Page 1 of 4

cutting weight to a competition

PostPosted: Wed Feb 10, 2010 3:27 pm
by JP
Who has experience about this?

What is your strategy?

What kind of weight do you cut?

How does that impact your training? Do you change things around?

I am looking forward to the day when i start cutting my weight to the u105 strongman comp. Currently at about 112-113kg, and was thinking of cutting down to 107ish and then just some water weight over the night before the morning weigh in. Three hours of rehydration and eating and onwards with the comp.

I will start the cut after my next comp on 6th of March, and need to be ready on 11th of feb.

PostPosted: Wed Feb 10, 2010 4:54 pm
by xJimx
Take it to VBB!

Seriously though, there are competing BBers on VBB who could probably help you. Too many fat bsatards like me here on VF.

PostPosted: Wed Feb 10, 2010 5:06 pm
by fredrikw
This is an interesting topic that we've been discussing before JP, and as before I really have not much to offer in terms of knowledge, but curious as I am I want to chime in with some questions. :)

I assume there has been studies where they compare training at competition weight (or close to it), with training at higher weight and cutting just before the weigh-in, and comparing the actual results. In my mind, coming from an endurance sport, cutting like many do just before an event would be so detrimental to performance the day after, so any positive effects of having a larger muscle mass would be canceled by the fact that you're putting your body through quite an ordeal the day before the competition. But that's endurance sports, and the carry-over to strength sports are probably not at all the same. What do the magic world of science offer here? :)

PostPosted: Wed Feb 10, 2010 5:37 pm
by JP
bodybuilders are a different animal because their sport is weird, they dont have to athletically perform on stage, so i think their advice would not be all that useful...

I was thinking more like martial artists, or powerlifters etc.

Fred, there is a detrimental effect, which is why reversely i bulk up if i have a heavy competition coming up like now on march :D But the trick is to minimise it. The water weight dropping makes no difference in anything if it is not drastic, tested it myself few times, and martial artists, boxers etc do that all the time. So the last couple kgs i am not too worried about.

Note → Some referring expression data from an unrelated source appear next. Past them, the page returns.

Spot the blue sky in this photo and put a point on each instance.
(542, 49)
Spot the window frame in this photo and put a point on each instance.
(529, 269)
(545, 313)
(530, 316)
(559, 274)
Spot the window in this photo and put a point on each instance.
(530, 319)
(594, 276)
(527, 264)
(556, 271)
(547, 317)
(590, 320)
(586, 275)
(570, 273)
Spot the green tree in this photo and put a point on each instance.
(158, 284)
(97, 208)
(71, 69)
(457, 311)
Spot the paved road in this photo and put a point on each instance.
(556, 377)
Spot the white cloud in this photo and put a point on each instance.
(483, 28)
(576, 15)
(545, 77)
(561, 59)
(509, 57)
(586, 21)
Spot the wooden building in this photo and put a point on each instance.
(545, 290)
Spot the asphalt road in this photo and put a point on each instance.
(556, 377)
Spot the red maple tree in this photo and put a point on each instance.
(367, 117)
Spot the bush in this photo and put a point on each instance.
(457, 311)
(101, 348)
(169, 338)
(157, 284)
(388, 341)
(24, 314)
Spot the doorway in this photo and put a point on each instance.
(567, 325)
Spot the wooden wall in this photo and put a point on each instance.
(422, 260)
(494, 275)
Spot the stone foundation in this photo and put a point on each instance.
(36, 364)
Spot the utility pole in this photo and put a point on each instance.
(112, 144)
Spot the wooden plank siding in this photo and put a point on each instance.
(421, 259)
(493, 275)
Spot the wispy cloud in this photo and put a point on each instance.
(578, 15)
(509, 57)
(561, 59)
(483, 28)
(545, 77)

PostPosted: Wed Feb 10, 2010 8:50 pm
by Andrewc
I've gotten all my advice from here and it's worked spot on both times I referred to it. I weighed in at 82.45kgs and 82.35kgs in the 82.5kgs class.
http://www.elitefts.com/documents/making_weight.htm

In the last two weeks I try to eat a little cleaner and drop about 2-3kgs above contest weight

A couple of things I focus on are:
• Force myself to drink lots and lots of water on the day before weighing-in.
• Cut water and liquids about 12 hours prior to the weigh-in time. So say weigh-in is at 9am saturday I stop drinking at 9pm friday.
• A glass of straight lemon juice being the last thing I drink.
• A small amount of a fruit based laxative.

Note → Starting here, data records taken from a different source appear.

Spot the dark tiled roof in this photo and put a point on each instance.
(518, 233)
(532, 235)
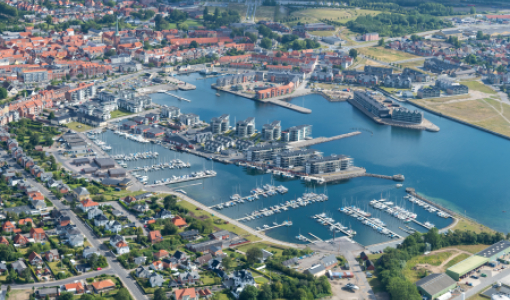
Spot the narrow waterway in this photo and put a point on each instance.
(459, 167)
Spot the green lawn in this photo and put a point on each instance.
(76, 126)
(478, 86)
(120, 113)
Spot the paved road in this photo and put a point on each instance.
(115, 266)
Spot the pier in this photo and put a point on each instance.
(180, 180)
(341, 229)
(318, 238)
(320, 140)
(376, 227)
(286, 223)
(175, 96)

PostPosted: Wed Feb 10, 2010 8:53 pm
by fredrikw
[quote="JP"]Fred, there is a detrimental effect, which is why reversely i bulk up if i have a heavy competition coming up like now on march :D But the trick is to minimise it. The water weight dropping makes no difference in anything if it is not drastic, tested it myself few times, and martial artists, boxers etc do that all the time. So the last couple kgs i am not too worried about.

Yeah, but I was more thinking about extremes like that Ukrainian beast at the finnish competition last summer for example. No doubt that he was able to perform very well and win the whole thing, but it would be interesting to know more about the bad effects from the weigh-in cutting compared to the advantage of being heavy overall.

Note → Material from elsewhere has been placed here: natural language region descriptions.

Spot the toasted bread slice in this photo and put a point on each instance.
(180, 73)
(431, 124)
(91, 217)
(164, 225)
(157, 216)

Interesting about the boxer and martial artists, because in these sports endurance is more of an issue than it is in weight lifting (not that weight lifting doesn't require endurance, but the length of it are somewhat shorter and from the little knowledge/prejudism I have about these sports I can see a boxer and a martial artists doing quite a lot of cardio, while a weight lifter do a bit less :)

PostPosted: Wed Feb 10, 2010 10:28 pm
by dubin
In regards to the water weight... try completely cutting out salt. You can drop some major weight that way! When I stopped eating salt I lost about 8 lbs REALLY fast.

PostPosted: Thu Feb 11, 2010 8:04 pm
by KaliBaby
[quote="dubin"]In regards to the water weight... try completely cutting out salt. You can drop some major weight that way! When I stopped eating salt I lost about 8 lbs REALLY fast.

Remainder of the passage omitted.